Friday, August 8, 2008

Google App Engine powered RSS feeds

I am a huge Schlock Mercenary fun, and I've been looking for a simple project to teach me a bit about Google App Engine (GAE). I originally thought that this might be a trivial use of GAE, but if solves a problem I have had for years. Schlock releases a new strip every night at 8 PM PDT, but offers no RSS feed, partially due to the extreme regularity of the update schedule. I've been wanting to add an RSS feed for his strip, and after talking with the author, Howard Tayler, over the past week, he has been surprisingly receptive. He surprised me with a request to include the images within the feed itself. A mirror of project can be found here, though the real thing is sent through feedburner.

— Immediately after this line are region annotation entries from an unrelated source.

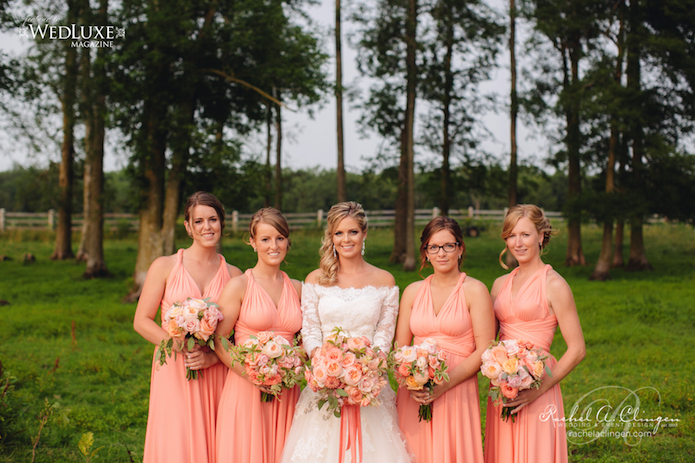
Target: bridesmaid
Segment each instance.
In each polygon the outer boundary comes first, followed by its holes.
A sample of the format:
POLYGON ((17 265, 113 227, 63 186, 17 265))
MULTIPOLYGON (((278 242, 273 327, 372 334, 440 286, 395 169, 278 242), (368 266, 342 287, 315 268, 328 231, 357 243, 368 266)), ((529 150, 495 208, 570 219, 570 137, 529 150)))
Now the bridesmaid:
MULTIPOLYGON (((154 321, 160 306, 163 317, 174 302, 188 297, 216 301, 230 277, 241 274, 217 254, 224 208, 215 196, 202 191, 191 195, 184 219, 193 244, 152 263, 135 310, 135 331, 155 345, 168 338, 161 320, 154 321)), ((184 355, 172 356, 161 367, 152 362, 143 462, 211 463, 215 461, 215 420, 226 368, 208 349, 177 348, 184 355), (188 381, 186 367, 200 370, 200 378, 188 381)))
POLYGON ((492 304, 485 285, 460 270, 466 247, 455 220, 432 219, 420 242, 420 271, 429 263, 434 274, 403 291, 396 343, 435 339, 448 356, 449 381, 430 390, 399 389, 398 425, 420 463, 481 462, 477 373, 495 336, 492 304), (432 404, 432 421, 418 420, 424 404, 432 404))
MULTIPOLYGON (((274 331, 291 341, 302 328, 301 283, 280 270, 290 247, 290 228, 273 208, 256 212, 249 224, 249 244, 258 263, 232 279, 220 296, 224 320, 217 333, 229 337, 234 329, 236 345, 260 331, 274 331)), ((225 343, 215 339, 215 351, 229 373, 217 417, 219 463, 274 463, 280 460, 292 425, 299 386, 284 390, 271 402, 261 402, 264 387, 254 385, 244 367, 231 364, 225 343)))
POLYGON ((485 462, 549 463, 566 462, 567 436, 560 394, 560 380, 567 376, 586 354, 584 335, 574 296, 567 282, 541 260, 541 251, 550 241, 552 227, 543 211, 532 204, 509 209, 502 226, 506 248, 519 266, 492 285, 492 301, 499 321, 501 340, 524 339, 550 351, 555 329, 560 326, 567 351, 547 365, 552 376, 545 376, 539 389, 521 391, 504 404, 516 414, 515 422, 503 421, 500 408, 487 404, 485 462))

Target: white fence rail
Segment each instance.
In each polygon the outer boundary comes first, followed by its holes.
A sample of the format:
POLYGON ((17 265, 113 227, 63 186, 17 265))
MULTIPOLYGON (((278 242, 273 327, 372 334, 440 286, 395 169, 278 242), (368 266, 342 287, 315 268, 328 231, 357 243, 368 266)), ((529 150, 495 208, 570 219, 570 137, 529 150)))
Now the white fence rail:
MULTIPOLYGON (((499 220, 502 221, 504 210, 485 210, 485 209, 452 209, 449 211, 449 217, 456 220, 499 220)), ((424 225, 432 218, 440 215, 440 210, 437 207, 432 209, 416 209, 415 223, 416 225, 424 225)), ((564 220, 561 212, 547 212, 552 220, 564 220)), ((233 211, 227 214, 226 221, 232 231, 245 230, 253 214, 240 214, 233 211)), ((396 211, 394 210, 374 210, 367 211, 370 227, 388 227, 392 226, 395 221, 396 211)), ((320 228, 326 223, 326 213, 319 209, 316 212, 290 212, 285 214, 287 222, 293 229, 297 228, 320 228)), ((56 212, 51 209, 48 212, 6 212, 5 209, 0 209, 0 231, 5 230, 53 230, 56 227, 58 217, 56 212)), ((72 216, 73 230, 80 230, 84 217, 81 214, 72 216)), ((104 228, 116 230, 119 228, 128 228, 137 230, 140 220, 137 214, 119 214, 107 213, 104 214, 104 228)))

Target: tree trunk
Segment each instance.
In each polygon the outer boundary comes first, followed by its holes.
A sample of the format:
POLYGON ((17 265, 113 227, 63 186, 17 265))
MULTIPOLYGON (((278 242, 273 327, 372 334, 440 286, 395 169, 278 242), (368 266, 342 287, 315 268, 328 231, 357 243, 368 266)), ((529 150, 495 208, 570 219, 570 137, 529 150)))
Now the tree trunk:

http://schlockrss.emmesdee.com
  • New strips are published at 8PM
  • Today's strip is a link to the front page before 5PM PDT.
  • Today's strip links to the archive after 5PM PDT.
  • All other links go to the archive.
  • The Atom feed does not contain images, but the RSS feed does.
  • The comic consists of 3 JPGs on Sunday.
  • The comic consists of a single PNG or JPG on other days, depending on the amount of shading.
  • Project Wonderful ad integration -- I wanted to add this, but my original approach turned out not to be feasible. The feed would require a new agreement with Project Wonderful, and simply piggybacking off of the existing ad arrangement of the main site would be a violation.
  • Adwords is provided for free once you use feedburner.
This turned out to be a great learning experience for GAE, Atom, and RSS. I was disappointed to learn that Atom has some serious limitations when it comes to including images within a feed itself. What made this truly enjoyable was interacting with Howard. He was very receptive to the feed, and he was able to clarify several things about the site as well as make a few requests that turned this from a trivial project to a true learning experience. I originally created the feed as an Atom feed, as it is more of an open standard, while the RSS format appeared to have some odd ownership quirks. This worked fine at first, until Howard asked me to put images into the feed itself. After much wrestling with the Atom format, I came to the conclusion that putting arbitrary images into an Atom feed was not going to work. Since RSS and Atom are both easy to implement, the solution was to learn more about RSS and implement an RSS image feed. The second quirk came about when I realized that I would have to scrape data off of the web site itself in order to generate the image links. Howard publishes most dailies as PNG, but when he puts extra effort into shading, he likes to publish as JPG. Thankfully, this is as simply as checking the PNG and seeing if I get a 404, but caching the results gave me a good reason to learn memcache.